Précisons de prime abord qu’un électron peut se comporter de deux façons différentes : comme une particule (à la manière d’une balle) ou comme une onde (à la manière des ondulations à la surface de l’eau quand on y lance un caillou). Prenons alors une paroi percée de deux trous, sur laquelle on envoie un faisceau d’électrons. Sur un écran d’observation situé derrière la paroi, on détecte l’impact des électrons qui ont traversé la paroi. On observe alors des figues d’interférence caractéristiques de la nature ondulatoire des électrons : tout se passe comme si les électrons étaient passés par les deux trous à la fois (!) comme le ferait une onde lumineuse se propageant dans toutes les directions. Cette découverte a notamment valu un prix Nobel à Davisson et Thomson en 1937. Le plus étonnant dans cette expérience, c’est que si on cherche à savoir par quelque moyen que ce soit, par quel trou l’électron est passé, on détruit les figures d’interférences sur l’écran d’observation. Autrement dit, si on cherche à détecter la position d’un électron et donc si on le force à se comporter comme une particule, il cesse de se comporter comme une onde ! A l’inverse, si on ne l’observe pas et si on laisse libre cours à sa nature ondulatoire, alors les figures d’interférence réapparaissent et les électrons recommencent à « passer par les deux trous à la fois » ! Ici les électrons se comportent comme de petits lutins malicieux qui changent de comportement en fonction de s’ils sont regardés ou non… Une pudeur de l’électron se laisse entrevoir dans ces taquineries quantiques.

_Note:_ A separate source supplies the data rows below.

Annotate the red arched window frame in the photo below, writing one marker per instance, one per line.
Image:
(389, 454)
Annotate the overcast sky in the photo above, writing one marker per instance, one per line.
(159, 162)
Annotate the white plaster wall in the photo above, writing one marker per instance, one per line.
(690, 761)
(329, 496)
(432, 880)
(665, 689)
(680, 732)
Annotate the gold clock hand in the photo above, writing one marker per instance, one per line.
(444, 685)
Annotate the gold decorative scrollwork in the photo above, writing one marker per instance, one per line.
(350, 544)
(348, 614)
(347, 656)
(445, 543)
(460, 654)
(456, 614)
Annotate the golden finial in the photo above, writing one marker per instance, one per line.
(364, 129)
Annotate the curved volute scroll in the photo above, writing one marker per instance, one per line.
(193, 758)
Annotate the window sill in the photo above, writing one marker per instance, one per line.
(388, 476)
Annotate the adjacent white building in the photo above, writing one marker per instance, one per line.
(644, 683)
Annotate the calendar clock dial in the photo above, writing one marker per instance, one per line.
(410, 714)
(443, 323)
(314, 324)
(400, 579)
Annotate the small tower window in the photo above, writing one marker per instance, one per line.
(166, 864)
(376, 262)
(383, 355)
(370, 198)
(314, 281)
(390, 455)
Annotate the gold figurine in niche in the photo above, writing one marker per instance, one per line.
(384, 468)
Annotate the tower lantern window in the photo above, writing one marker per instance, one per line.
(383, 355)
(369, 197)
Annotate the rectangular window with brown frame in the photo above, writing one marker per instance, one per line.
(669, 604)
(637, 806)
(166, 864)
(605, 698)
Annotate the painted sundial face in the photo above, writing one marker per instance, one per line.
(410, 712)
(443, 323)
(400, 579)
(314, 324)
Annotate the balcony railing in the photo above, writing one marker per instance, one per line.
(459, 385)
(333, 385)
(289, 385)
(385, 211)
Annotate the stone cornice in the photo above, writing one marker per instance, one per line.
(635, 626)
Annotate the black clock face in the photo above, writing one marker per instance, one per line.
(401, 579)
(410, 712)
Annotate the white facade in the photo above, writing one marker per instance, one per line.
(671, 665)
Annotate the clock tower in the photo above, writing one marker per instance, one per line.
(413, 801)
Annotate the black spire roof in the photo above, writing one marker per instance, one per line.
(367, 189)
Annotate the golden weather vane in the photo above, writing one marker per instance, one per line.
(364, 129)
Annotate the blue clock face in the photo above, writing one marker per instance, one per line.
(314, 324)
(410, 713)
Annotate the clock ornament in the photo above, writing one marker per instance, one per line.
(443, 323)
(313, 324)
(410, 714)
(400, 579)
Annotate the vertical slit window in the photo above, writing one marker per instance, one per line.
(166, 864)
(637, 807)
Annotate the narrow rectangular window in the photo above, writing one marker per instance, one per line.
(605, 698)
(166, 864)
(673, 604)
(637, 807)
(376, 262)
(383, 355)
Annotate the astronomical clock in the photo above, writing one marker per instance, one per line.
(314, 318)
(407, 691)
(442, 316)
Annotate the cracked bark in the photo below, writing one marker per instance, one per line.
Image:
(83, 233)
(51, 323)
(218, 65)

Ce qui est intéressant c’est que dans l’imaginaire collectif ces expériences font davantage penser à des scénarios de science-fiction qu’au domaine universitaire.

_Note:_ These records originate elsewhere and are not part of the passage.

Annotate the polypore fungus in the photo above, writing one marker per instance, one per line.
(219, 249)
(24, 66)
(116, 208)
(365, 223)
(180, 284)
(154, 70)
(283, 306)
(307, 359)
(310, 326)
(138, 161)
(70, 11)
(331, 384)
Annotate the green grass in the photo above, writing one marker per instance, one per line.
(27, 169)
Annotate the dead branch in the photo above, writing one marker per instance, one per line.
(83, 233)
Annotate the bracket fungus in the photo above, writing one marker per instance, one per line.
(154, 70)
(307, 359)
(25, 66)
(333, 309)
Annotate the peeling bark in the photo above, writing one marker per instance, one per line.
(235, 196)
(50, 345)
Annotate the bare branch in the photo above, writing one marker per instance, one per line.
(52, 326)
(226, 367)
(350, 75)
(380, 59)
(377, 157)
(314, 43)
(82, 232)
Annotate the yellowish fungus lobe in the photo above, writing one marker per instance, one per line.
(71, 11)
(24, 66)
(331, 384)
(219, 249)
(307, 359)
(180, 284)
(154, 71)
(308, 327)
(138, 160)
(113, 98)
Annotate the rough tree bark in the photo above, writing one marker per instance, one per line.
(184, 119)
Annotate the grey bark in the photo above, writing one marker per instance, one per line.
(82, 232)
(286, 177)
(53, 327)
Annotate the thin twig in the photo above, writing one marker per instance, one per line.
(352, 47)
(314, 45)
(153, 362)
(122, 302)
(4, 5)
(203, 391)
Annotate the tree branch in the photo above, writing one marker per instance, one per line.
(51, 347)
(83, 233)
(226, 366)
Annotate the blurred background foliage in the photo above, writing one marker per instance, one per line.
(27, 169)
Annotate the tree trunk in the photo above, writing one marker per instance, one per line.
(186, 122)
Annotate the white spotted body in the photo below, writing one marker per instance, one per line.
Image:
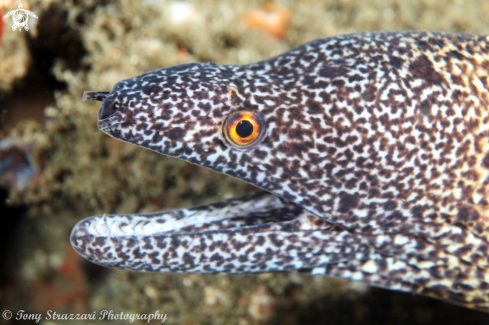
(376, 144)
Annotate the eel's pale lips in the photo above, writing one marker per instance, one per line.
(374, 148)
(277, 229)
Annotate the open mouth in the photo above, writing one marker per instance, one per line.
(255, 233)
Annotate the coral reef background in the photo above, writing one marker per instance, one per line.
(57, 168)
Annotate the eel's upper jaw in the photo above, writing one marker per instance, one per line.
(255, 233)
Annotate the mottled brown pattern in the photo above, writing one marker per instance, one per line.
(377, 143)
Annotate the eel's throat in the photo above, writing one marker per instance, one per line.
(255, 233)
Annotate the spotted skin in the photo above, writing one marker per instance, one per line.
(376, 154)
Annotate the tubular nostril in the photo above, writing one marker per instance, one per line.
(107, 109)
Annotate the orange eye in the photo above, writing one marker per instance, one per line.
(244, 129)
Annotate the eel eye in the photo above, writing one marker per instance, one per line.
(244, 129)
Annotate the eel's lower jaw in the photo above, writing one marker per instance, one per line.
(255, 233)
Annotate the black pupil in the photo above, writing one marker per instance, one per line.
(244, 129)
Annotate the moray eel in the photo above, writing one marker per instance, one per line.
(372, 149)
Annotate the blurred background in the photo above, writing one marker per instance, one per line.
(57, 168)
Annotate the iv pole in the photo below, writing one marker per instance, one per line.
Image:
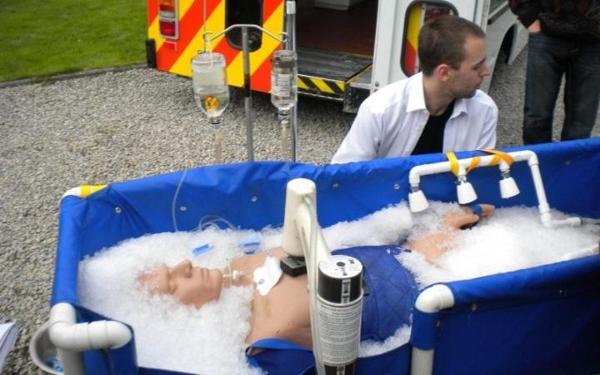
(290, 43)
(247, 89)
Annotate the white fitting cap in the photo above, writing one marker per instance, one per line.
(465, 192)
(508, 188)
(417, 201)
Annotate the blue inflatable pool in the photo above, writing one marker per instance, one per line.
(541, 320)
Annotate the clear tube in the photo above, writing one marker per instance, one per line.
(284, 91)
(284, 120)
(218, 143)
(209, 79)
(230, 276)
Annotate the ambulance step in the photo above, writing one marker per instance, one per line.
(324, 74)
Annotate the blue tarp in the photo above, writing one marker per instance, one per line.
(251, 196)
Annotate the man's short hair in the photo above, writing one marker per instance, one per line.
(441, 41)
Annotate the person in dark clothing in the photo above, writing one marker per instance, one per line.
(564, 39)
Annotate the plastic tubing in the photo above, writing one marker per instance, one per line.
(414, 179)
(218, 143)
(285, 135)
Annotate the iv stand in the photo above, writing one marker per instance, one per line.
(247, 88)
(290, 43)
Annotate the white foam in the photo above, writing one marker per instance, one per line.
(211, 339)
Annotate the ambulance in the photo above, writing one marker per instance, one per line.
(346, 49)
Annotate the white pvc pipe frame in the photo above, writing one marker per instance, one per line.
(485, 161)
(72, 338)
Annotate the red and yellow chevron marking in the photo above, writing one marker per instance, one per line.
(175, 55)
(412, 38)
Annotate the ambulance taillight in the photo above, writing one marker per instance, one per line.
(416, 16)
(168, 23)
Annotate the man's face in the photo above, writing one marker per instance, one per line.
(188, 284)
(464, 81)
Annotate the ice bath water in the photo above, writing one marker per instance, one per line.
(210, 340)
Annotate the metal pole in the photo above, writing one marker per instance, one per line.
(247, 94)
(290, 29)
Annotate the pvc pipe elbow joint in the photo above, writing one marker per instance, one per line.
(66, 334)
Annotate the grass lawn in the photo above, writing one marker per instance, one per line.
(42, 38)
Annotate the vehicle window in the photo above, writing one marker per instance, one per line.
(244, 12)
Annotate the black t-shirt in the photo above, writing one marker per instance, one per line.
(432, 138)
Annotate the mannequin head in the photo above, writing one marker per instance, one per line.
(190, 285)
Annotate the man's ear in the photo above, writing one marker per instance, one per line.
(442, 72)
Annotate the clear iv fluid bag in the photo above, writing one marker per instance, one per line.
(209, 77)
(284, 92)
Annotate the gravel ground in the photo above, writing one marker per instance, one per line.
(124, 125)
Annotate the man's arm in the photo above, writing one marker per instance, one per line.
(362, 140)
(525, 10)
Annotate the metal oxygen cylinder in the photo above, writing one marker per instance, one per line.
(339, 310)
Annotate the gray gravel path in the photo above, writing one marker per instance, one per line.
(124, 125)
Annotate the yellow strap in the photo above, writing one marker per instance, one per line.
(474, 163)
(453, 163)
(499, 155)
(86, 190)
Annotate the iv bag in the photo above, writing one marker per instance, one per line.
(284, 92)
(209, 78)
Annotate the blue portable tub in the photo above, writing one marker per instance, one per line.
(540, 320)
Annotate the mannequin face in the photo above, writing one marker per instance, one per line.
(188, 284)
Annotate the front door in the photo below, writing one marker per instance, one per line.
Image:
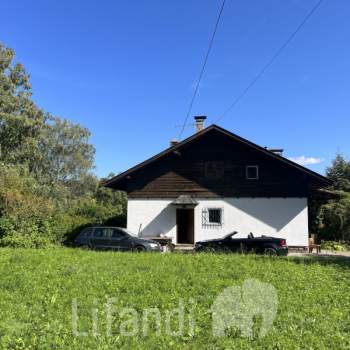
(185, 226)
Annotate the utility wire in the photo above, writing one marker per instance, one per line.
(271, 61)
(203, 68)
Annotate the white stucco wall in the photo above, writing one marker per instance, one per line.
(279, 217)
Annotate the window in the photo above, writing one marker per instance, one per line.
(86, 233)
(212, 217)
(101, 232)
(252, 172)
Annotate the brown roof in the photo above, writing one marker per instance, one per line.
(122, 176)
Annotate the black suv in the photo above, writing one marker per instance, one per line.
(260, 245)
(114, 238)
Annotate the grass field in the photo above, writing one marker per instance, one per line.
(39, 287)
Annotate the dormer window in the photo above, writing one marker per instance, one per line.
(252, 172)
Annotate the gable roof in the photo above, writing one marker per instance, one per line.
(177, 147)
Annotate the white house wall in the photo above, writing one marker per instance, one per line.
(278, 217)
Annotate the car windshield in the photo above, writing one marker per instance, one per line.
(230, 234)
(129, 233)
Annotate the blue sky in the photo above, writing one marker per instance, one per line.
(127, 70)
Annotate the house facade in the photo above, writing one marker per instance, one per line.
(216, 182)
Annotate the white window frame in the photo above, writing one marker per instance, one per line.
(250, 167)
(205, 218)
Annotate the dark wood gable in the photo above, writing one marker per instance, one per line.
(213, 164)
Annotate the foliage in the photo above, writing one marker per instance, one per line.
(47, 189)
(38, 287)
(335, 214)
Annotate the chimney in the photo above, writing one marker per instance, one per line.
(278, 151)
(200, 122)
(173, 142)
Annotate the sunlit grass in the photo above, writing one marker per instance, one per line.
(38, 286)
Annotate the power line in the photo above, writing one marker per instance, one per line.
(271, 61)
(203, 68)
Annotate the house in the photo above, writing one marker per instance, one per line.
(216, 182)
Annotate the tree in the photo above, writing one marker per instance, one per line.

Venons-en enfin à mon expérience préférée : l’effet tunnel.

Il a été prouvé que des atomes et des électrons pouvaient également se « téléporter » de l’autre côté d’une porte fermée. C’est une conséquence du caractère ondulatoire de la matière, c’est-à-dire que l’atome se comporte comme une onde (et non plus comme une particule) le temps de passer de l’autre côté de la porte et ensuite se rematérialise une fois passé de l’autre côté. Ainsi, une particule que l’on n’observe pas a tendance à se délocaliser et à posséder une « probabilité de présence » dans différentes régions de l’espace dont certaines qui lui sont théoriquement interdites, car elle n’a pas l’énergie pour y accéder, par exemple franchir une porte fermée. Dans ce cas, l’observation de sa position va la ramener à sa nature de particule (et non plus d’onde) et donc la projeter dans une de ces régions de l’espace. Épisodiquement, une particule va donc se retrouver dans une de ces régions interdites ! Des microscopes extrêmement performants, appelés « microscopes à effet tunnel » fonctionnent en utilisant ce principe.

Ces expériences que les chercheurs ne peuvent pas expliquer totalement sont celles qui ont le plus de chance de fasciner les passionnés car ces frontières de la connaissance intriguent terriblement.

Dans mon esprit, j’ai tendance à compartimenter le savoir dans des catégories « possibles » et « impossibles ». Dans « impossible » j’avais placé la téléportation d’information, excepté quand j’étais au cinéma. Les expériences de la physique quantique m’ont alors semblé un outil incroyable pour sonder l’imaginaire populaire et la frontière ténue que chacun négocie dans sa tête entre rationnel et improbable.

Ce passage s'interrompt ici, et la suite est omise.